Keywords: rottlerin, breast cancer, Skp2, invasion, apoptosis
Received: June 06, 2016 Accepted: August 15, 2016 Published: August 25, 2016
Studies have investigated the tumor suppressive role of rottlerin in carcinogenesis. However, the molecular mechanisms of rottlerin-induced anti-tumor activity are largely unclear. Skp2 (S-phase kinase associated protein 2) has been validated to play an oncogenic role in a variety of human malignancies. Therefore, inactivation of Skp2 could be helpful for the treatment of human cancers. In the current study, we explore whether rottlerin could inhibit Skp2 expression, leading to inhibition of cell growth, migration and invasion in breast cancer cells. We found that rottlerin treatment inhibited cell growth, induced apoptosis and cell cycle arrest. We also revealed that rottlerin suppressed cell migration and invasion in breast cancer cells. Mechanically, we observed that rottlerin significantly down-regulated the expression of Skp2 in breast cancer cells. Importantly, overexpression of Skp2 abrogated rottlerin-mediated tumor suppressive activity, whereas down-regulation of Skp2 enhanced rottlerin-triggered anti-tumor function. Strikingly, we identified that rottlerin exhibited its anti-tumor potential partly through inactivation of Skp2 in breast cancer. Our findings indicate that rottlerin could be a potential safe agent for the treatment of breast cancer.
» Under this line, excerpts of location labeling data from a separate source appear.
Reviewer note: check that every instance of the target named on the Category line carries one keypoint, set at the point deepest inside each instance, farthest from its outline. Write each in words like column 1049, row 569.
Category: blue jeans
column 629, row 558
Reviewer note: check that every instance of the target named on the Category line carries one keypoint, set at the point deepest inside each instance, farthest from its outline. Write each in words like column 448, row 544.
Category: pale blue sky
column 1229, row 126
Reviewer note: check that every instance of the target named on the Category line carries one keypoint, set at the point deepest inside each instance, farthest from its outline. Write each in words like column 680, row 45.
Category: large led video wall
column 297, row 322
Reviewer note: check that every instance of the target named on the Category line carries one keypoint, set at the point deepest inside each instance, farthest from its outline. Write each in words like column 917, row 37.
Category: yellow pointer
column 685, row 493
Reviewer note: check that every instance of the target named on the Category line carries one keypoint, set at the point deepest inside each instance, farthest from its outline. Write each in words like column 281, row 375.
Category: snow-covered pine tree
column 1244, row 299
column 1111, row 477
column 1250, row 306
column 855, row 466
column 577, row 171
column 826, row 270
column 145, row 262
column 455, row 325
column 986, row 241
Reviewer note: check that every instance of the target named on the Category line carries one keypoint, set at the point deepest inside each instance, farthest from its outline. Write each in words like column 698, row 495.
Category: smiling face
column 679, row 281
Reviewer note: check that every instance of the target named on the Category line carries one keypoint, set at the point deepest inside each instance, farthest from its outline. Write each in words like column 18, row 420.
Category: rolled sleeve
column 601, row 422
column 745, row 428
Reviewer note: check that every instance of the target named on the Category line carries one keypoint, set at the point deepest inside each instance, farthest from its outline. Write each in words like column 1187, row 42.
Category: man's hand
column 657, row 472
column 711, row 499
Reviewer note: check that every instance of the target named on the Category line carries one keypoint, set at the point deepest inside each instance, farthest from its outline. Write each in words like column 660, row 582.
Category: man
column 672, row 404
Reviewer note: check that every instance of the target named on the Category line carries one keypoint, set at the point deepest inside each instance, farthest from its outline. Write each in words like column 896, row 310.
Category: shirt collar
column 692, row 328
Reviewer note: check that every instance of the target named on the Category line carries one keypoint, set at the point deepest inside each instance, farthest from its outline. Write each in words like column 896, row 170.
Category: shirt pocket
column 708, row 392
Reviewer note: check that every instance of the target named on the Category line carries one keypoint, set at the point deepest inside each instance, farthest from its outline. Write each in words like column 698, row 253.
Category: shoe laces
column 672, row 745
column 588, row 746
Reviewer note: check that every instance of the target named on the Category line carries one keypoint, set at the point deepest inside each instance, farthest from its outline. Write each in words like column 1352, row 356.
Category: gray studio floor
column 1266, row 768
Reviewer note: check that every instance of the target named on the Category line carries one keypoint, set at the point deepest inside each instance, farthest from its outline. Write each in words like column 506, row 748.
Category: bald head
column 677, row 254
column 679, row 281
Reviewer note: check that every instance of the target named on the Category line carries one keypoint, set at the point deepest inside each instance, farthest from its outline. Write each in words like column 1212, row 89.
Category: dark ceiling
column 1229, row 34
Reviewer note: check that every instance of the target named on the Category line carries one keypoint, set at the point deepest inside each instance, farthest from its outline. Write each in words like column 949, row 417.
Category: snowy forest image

Breast cancer is one of the common diagnosed malignancies and the main cause of cancer mortality among females worldwide . In the United States, approximately 246,660 new breast cancer cases were occurred in female in 2016, and 40,450 Americans will die from this disease . Some signaling pathways have been identified to play an oncogenic role in the development and progression of breast cancer. For example, Akt, mTOR (mammalian target of rapamycin), MAPK (mitogen-activated protein kinases), NF-κB (nuclear factor-κB), Notch, SHH (sonic hedgehog) pathways have been validated to be positively associated with breast tumorigenesis [3–6]. Recently, Skp2 (S-phase kinase associated protein 2), which belongs to the ubiquitin proteasome system (UPS), is the substrate-recruiting component of the SCF (Skp1-Cullin1-F-box complex) type of E3 ubiquitin ligase complex . Skp2 functions as an oncoprotein in a variety of human cancers [8, 9]. Skp2 exerts its oncogenic function through targeting its substrates . Skp2 has been revealed to critically enhance the pathogenesis of breast cancer . Due to its oncogenic role in tumorigenesis, inhibition of Skp2 could be a promising therapeutic strategy for combating breast cancer.
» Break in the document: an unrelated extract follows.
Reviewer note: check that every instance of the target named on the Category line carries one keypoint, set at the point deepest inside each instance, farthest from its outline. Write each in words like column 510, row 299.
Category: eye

Recently, rottlerin, also known as mallotoxin, has been extensively investigated and identified as an inhibitor of PKCδ (protein kinase C δ) . PKCδ could enhance tumorigenesis in multiple human cancers . Rottlerin could indirectly inhibit the activity of PKCδ. Moreover, rottlerin could inhibit some other protein kinases including Akt/PKB (protein kinase B), PRAK (p38-regulated/activated protein kinase), MAPKAP-2 (mitogen-activated protein kinase-activated protein kinase 2), and CaMK (calcium/calmodulin-dependent protein kinase) . Furthermore, rottlerin sensitized tumor cells to TRAIL (tumor necrosis factor-related apoptosis-inducing ligand)-triggered apoptosis through regulation of mitochondrial function independent of PKCδ in colon carcinoma . Similarly, rottlerin sensitized glioma cells to TRAIL-mediated apoptosis via down-regulation of Cdc2 (cell cycle division 2) and subsequent suppression of XIAP (X-chromosome-linked IAP) and survivin . Rottlerin inhibited the NF-κB and cyclin D1 in MCF-7 breast cancer cells, leading to cell proliferation inhibition . Controversially, one study showed that rottlerin enhanced oncoprotein COX-2 (cyclooxygenase-2) expression via sustained p38 MAPK (mitogen-activated protein kinase) activation in breast cancer cells , suggesting that further investigation is required to determine the function of rottlerin in tumorigenesis.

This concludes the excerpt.